各自治体の役所にて、発行が可能ですし、マイナンバーカードをお持ちの方は、コンビニエンスストアでも発行できます。
2回以上引っ越し後住所変更した人
”車検証に記載の住所”を変更しないまま、数回引っ越しをした人は、戸籍の附票が必要になります。
戸籍の附票とは、複数回に渡って住所変更をしているとき、住所のつながりを確認するための書類です。
上の項目でご紹介した通り、住民票は”一つ前の住所”までしか記載されていませんから、2回以上引越しをしている場合、車検証に記載されている住所は書かれていないので、車検証に記載されてる”所有者”である証明ができないのです。
戸籍の附票(住民票の附票)は、住民票の移り変わりが全て記載されているので、車検証に記載されてる”所有者”であると証明することができます。
入手するためには、本籍地の役所で発行する必要があります。
姓が変わった人
結婚などで”姓”が変わった人も、車検証に記載されてる”所有者”であると証明することが必要になりますから、本人確認書類が追加で必要になります。
このとき必要なのが”戸籍謄本”です。
出生から続柄、元の戸籍というような、その人の一生を記録した書類で、パスポートの申請などでも必要になるため、ご存じの方も多い書類なのではないでしょうか。
戸籍謄本を見れば、変更前の氏名を確認でき、車検証に記載されてる”所有者”であると証明することができます。
こちらも、入手するためには、本籍地の役所で発行する必要があります。
必要書類の再発行手順

ここまでにご紹介した、車を売る際に必要な書類は、毎日のように手にするものではありませんし、車を持った日から一度も見てないなんて方も多いはずです。
無くしてしまったらどうすればいい?
再発行できる?
そんな疑問にお答えして行きます。
自動車検査証の場合
自動車検査証、いわゆる”車検証”を無くしてしまった場合は、管轄の運輸支局または軽自動車検査協会にて再発行の手続きをしてください。
再発行は、汚してしまって読めなくなってしまっていたり、破けてしまったりしている場合も必要です。
再発行には、申請書類代と手数料がかかります。

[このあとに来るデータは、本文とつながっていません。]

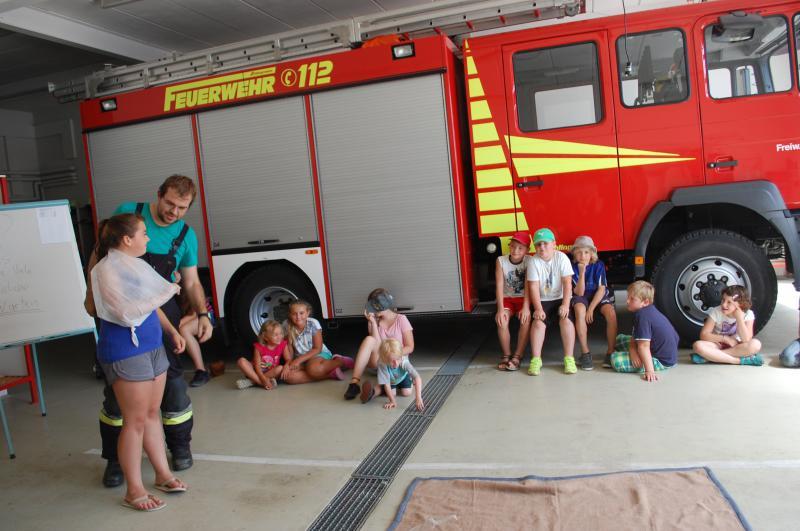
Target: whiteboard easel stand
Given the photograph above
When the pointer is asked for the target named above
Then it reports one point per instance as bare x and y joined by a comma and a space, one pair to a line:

さらに、お店や修理工場に依頼する場合は委任状も必要になり、依頼するための手数料がかかる場合があるようです。
身分証や理由書が必要になりますから、まずは登録ナンバーを管轄する運輸支局を調べて問い合わせてみましょう。
自賠責保険証明書の場合
強制加入保険と言われる「自賠責保険」は、加入を法律で義務付けられている保険ですから、加入していなければ車を走らせことはできません。

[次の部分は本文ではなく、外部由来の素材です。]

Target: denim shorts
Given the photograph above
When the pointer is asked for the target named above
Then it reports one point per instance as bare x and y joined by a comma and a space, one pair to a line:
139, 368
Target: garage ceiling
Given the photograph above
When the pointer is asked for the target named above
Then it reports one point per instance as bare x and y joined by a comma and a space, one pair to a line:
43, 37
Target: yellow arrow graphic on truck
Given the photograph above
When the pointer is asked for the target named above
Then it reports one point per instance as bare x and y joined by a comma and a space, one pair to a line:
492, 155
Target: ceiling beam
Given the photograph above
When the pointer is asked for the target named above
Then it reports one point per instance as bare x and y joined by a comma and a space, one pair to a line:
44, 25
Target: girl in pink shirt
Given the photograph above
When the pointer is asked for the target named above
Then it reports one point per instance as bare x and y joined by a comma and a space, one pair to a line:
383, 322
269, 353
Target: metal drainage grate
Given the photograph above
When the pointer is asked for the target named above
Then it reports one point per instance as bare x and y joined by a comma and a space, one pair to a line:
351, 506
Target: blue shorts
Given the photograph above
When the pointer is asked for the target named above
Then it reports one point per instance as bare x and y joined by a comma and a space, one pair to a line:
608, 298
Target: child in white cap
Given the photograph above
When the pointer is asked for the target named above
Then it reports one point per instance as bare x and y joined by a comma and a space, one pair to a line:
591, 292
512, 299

加入していることを証明する「自賠責保険証明書」は必ず車に乗せておく必要があります。
無くしてしまった。汚れや破損で内容が見えなくなってしまった。と言う方は、契約している保険会社に連絡して再発行してもらう必要があります。
再発行までの期間や申請方法は、保険会社によって異なるので、確認が必要です。
契約先がわからないと、手続きも出来ませんから、保険会社とその連絡先は別の場所にメモしておいた方が良いでしょう。
自動車リサイクル券の場合
”再発行”はできません。
自動車リサイクルシステムのWebサイトにアクセスし、、車検証に記載の「車両区分」「車体番号」「登録・車両番号」「リサイクル券番号」「リサイクル券の利用目的」などの入力をすることで、自動車リサイクル料金の預託状況という用紙をプリントアウトすることができます。

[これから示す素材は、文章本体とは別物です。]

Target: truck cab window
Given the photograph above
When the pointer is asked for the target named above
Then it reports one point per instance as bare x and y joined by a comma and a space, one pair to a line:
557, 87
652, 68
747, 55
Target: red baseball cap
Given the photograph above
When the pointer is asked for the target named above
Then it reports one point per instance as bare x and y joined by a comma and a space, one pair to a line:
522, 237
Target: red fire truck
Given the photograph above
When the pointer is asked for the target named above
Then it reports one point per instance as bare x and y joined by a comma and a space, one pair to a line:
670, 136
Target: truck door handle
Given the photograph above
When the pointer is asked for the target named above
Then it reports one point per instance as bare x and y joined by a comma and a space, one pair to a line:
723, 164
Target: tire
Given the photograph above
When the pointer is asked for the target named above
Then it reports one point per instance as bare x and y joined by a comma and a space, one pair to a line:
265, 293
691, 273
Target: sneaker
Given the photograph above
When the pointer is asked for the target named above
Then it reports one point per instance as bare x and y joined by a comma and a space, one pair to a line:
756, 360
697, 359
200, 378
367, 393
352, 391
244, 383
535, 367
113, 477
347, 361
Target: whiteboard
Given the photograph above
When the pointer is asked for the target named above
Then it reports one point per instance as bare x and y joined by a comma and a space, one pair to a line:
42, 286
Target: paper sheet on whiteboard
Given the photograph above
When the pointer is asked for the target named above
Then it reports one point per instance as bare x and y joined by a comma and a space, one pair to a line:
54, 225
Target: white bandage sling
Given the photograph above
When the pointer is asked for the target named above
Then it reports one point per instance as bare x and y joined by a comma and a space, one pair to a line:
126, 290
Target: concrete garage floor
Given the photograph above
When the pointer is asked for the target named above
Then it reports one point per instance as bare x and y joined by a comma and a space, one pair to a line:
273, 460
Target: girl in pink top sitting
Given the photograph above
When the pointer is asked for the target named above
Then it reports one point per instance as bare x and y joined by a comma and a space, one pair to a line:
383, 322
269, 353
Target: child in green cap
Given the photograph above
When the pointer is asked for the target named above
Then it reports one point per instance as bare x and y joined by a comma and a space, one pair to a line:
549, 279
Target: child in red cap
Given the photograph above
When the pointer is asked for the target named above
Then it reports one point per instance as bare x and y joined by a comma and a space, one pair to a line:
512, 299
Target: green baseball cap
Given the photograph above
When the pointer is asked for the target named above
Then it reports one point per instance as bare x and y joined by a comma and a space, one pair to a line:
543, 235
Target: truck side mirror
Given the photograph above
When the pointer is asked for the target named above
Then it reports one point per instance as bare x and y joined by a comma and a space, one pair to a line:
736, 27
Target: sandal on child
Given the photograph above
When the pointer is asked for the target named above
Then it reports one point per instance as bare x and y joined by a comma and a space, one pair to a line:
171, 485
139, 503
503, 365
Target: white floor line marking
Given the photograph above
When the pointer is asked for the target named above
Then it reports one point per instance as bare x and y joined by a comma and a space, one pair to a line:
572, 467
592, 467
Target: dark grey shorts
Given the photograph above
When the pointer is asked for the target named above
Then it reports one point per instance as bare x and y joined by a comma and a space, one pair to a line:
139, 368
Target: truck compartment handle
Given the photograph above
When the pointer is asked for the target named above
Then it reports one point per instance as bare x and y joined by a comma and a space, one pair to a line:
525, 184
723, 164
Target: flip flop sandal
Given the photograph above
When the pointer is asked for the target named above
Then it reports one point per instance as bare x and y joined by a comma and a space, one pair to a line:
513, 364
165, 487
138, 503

リサイクル券が無い場合、「自動車リサイクル料金の預託状況」がリサイクル券の代わりになります。
軽自動車・自動車納税証明書の場合
各都道府県の税事務所にて、再発行が可能です。
自治体によって手数料がかかる場合もありますが、400円程度となっており、税事務所に本人確認書類と車検証を持っていき、納税証明書交付請求書に記入して、再発行を依頼します。
車検証は原本は必要ありませんが、登録番号と車体番号の記入が必要となりますから、持って行った方がスムーズに手続きでます。
マイナンバーカードをお持ちの方は、スマートフォンから申請することも出来ますし、少し時間はかかりますが、郵送でのやり取りも可能ですから、平日は時間が取れないという方でも、休みをとらずに再発行が可能です。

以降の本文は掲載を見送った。